A solução apontada como ideal neste processo foi a criação do Conselho de Direitos Humanos, em substituição à antiga Comissão, que há tempos vinha recebendo críticas de diversos países e da sociedade civil. Na última semana, a Assembléia Geral das Nações Unidas finalmente aprovou a criação do Conselho, depois de um longo processo de negociação entre os países, que durou cerca de seis meses. A Comissão, que volta a se reunir em Genebra nesta segunda (27), trabalhará agora pelo encerramento de suas atividades e para a transição das funções.
Criada em 1946 e formada por 53 Estados-membros, eleitos a cada três anos, a Comissão de Direitos Humanos da ONU funcionou até agora como uma esfera fiscalizadora. Todos os anos, entre março e abril, os países se reuniam por seis semanas para analisar e definir medidas de proteção e promoção dos direitos humanos e também de punição às violações cometidas em todo o mundo. Em média 100 resoluções eram apresentadas por ano, e a maioria era aprovada por consenso. Uma vez que um Estado era condenado, havia um constrangimento moral internacional para o país dentro ONU. No entanto, nos últimos anos, a Comissão vinha sendo acusada de seletividade e de uma excessiva (ou negativa) politização. Por exemplo, em função dos países colocarem seus interesses acima dos direitos humanos, era difícil para a Comissão tratar de um tema como orientação sexual ou condenar situações de extrema violação, como a base norte-americana de Guantánamo, em Cuba.
“Politizada a ONU é. O problema é que a Comissão agia de forma hiperpolitizada, o que fazia com que os países fossem tratados de forma desigual dependendo do seu poder de barganha. Grandes países faziam parte da Comissão para se proteger, mais do que para proteger os direitos humanos. Cuba, por exemplo, criticava todos os anos que era impossível condenar os Estados Unidos pelo órgão.

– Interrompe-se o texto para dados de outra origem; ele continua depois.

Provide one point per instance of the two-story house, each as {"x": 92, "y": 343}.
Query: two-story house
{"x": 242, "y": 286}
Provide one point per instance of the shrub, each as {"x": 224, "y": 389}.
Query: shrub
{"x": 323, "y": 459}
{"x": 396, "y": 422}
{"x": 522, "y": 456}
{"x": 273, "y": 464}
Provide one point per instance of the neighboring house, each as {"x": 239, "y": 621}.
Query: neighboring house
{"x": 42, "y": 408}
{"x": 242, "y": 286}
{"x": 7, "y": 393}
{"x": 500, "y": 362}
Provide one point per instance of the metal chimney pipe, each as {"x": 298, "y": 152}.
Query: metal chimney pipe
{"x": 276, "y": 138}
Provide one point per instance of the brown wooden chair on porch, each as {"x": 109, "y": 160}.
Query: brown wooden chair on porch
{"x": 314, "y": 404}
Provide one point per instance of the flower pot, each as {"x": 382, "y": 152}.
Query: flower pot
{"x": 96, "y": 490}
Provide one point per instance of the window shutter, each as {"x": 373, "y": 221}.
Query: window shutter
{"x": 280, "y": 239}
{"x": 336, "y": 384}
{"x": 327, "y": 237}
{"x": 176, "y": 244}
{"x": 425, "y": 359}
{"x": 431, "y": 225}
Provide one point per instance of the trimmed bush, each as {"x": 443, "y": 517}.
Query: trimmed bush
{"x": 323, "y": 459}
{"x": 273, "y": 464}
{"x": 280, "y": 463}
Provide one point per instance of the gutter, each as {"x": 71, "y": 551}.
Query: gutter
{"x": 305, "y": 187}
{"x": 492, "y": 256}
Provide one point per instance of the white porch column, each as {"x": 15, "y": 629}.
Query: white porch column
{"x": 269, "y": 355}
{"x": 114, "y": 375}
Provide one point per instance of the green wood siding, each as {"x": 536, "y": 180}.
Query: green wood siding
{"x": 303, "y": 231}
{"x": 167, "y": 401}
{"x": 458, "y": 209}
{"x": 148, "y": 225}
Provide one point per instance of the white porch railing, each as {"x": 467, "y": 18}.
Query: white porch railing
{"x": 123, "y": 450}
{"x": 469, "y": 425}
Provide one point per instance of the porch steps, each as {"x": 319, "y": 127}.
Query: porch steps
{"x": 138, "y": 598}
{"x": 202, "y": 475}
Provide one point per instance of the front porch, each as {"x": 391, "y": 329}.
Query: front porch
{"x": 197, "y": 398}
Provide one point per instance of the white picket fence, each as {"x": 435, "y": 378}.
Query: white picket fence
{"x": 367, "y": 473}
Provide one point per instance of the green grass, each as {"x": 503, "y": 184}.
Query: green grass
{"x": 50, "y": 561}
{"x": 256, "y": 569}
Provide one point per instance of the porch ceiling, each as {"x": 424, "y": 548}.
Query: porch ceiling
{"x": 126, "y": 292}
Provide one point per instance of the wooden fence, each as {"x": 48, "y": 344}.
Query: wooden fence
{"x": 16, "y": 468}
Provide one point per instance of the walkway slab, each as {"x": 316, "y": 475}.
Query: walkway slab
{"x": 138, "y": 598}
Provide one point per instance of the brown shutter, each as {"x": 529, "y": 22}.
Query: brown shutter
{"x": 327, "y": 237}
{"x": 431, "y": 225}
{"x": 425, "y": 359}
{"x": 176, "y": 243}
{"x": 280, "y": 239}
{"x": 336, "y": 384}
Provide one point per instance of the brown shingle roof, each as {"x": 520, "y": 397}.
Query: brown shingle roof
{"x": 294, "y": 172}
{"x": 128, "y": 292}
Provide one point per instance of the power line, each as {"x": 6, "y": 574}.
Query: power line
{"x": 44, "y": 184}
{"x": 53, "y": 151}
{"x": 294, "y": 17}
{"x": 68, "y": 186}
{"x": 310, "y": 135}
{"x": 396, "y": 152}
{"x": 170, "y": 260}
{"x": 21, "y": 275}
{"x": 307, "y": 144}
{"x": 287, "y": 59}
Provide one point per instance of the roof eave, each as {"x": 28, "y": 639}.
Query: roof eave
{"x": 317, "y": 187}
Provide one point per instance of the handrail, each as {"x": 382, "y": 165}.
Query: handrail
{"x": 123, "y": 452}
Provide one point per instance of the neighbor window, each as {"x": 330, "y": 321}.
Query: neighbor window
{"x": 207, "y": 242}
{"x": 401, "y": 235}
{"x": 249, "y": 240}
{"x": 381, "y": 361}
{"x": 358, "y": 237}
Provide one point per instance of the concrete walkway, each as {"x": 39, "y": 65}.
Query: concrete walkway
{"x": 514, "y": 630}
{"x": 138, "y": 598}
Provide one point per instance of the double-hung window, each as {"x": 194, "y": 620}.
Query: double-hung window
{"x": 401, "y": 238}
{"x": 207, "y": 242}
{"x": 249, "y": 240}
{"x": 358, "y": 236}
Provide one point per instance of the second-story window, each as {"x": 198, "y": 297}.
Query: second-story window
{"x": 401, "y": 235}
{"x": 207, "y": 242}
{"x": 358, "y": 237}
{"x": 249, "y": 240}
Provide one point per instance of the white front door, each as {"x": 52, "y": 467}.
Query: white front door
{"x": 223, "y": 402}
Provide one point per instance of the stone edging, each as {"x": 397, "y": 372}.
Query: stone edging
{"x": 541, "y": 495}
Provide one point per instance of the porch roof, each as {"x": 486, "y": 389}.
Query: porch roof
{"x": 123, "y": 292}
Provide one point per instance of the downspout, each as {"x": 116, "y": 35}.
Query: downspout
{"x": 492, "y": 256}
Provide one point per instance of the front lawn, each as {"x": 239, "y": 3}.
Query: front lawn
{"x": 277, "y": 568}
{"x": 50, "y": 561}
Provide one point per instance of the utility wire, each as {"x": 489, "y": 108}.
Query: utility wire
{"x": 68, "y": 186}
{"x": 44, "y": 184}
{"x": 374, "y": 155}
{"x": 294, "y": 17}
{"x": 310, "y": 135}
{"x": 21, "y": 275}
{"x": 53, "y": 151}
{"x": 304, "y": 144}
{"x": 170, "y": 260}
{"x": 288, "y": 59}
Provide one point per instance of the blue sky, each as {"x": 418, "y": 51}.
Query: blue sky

Todos concordavam que ele estava seletivo e politizado demais”, explica Lúcia Nader, coordenadora de Relações Internacionais da Conectas Direitos Humanos, uma das organizações civis brasileiras que participaram do processo de negociação para a criação do Conselho.

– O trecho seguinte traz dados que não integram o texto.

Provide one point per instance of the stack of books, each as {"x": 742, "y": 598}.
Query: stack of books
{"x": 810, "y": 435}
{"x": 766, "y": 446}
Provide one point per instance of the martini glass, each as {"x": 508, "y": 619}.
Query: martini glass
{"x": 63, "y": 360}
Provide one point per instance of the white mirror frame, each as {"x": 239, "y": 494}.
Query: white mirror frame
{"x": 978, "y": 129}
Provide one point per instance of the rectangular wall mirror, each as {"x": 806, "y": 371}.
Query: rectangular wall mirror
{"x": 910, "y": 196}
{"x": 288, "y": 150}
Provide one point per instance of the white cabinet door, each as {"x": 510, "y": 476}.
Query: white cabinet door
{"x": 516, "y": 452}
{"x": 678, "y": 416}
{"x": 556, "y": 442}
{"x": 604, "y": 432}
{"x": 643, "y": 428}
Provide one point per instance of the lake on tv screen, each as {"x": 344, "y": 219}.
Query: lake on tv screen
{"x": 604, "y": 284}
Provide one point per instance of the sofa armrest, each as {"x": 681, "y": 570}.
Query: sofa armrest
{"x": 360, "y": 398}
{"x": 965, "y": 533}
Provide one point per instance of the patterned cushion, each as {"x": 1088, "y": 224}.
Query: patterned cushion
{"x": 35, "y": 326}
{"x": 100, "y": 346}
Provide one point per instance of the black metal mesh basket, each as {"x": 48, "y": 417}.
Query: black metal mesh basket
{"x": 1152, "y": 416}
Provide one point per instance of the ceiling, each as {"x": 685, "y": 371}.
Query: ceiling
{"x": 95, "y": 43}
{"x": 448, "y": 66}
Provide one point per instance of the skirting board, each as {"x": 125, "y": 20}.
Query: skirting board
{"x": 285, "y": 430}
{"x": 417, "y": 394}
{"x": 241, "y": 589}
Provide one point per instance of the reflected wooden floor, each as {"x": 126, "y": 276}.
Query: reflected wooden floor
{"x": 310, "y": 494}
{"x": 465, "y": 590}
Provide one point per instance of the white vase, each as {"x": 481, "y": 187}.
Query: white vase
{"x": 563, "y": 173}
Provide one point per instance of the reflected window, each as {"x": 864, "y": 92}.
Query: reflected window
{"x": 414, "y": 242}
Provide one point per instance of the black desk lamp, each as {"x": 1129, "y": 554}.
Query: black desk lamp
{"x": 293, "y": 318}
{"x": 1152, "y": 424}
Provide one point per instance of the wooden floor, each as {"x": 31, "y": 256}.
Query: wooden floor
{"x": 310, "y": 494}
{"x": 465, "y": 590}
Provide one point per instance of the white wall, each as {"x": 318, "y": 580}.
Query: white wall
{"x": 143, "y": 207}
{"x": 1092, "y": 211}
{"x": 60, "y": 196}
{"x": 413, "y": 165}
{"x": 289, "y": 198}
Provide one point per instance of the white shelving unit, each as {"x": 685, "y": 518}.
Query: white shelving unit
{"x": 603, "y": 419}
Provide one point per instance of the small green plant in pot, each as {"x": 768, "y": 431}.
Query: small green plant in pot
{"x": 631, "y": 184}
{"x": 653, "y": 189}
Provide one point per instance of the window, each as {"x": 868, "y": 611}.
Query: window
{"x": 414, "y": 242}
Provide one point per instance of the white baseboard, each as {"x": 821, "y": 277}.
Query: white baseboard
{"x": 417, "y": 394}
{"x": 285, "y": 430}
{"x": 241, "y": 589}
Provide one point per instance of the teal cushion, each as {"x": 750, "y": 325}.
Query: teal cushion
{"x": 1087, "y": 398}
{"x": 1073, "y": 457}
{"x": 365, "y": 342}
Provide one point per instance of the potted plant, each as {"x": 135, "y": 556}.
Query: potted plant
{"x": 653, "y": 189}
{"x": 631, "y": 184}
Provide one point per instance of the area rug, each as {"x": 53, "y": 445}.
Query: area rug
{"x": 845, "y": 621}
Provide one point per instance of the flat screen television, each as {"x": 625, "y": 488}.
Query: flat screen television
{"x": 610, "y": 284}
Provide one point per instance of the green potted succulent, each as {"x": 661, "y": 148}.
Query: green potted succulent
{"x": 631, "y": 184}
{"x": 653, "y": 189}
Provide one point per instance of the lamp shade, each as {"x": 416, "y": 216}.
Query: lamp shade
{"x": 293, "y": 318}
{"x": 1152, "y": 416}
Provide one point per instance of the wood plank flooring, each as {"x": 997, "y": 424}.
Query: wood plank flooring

A segunda razão para a criação do novo órgão é fazer com que os direitos humanos tenham dentro da ONU o mesmo peso que a questão da segurança e do desenvolvimento – debatidas no âmbito do Conselho de Segurança e do Conselho Econômico e Social (Ecosoc), ao qual até agora estava subordinada a Comissão. Simbolicamente, colocar os direitos humanos ao lado de segurança e desenvolvimento significa aumentar seu status dentro da máquina das Nações Unidas. O próprio Kofi Annan afirmou que não há segurança sem desenvolvimento e direitos humanos, nem direitos humanos sem segurança e desenvolvimento. Os três aspectos seriam indissociáveis.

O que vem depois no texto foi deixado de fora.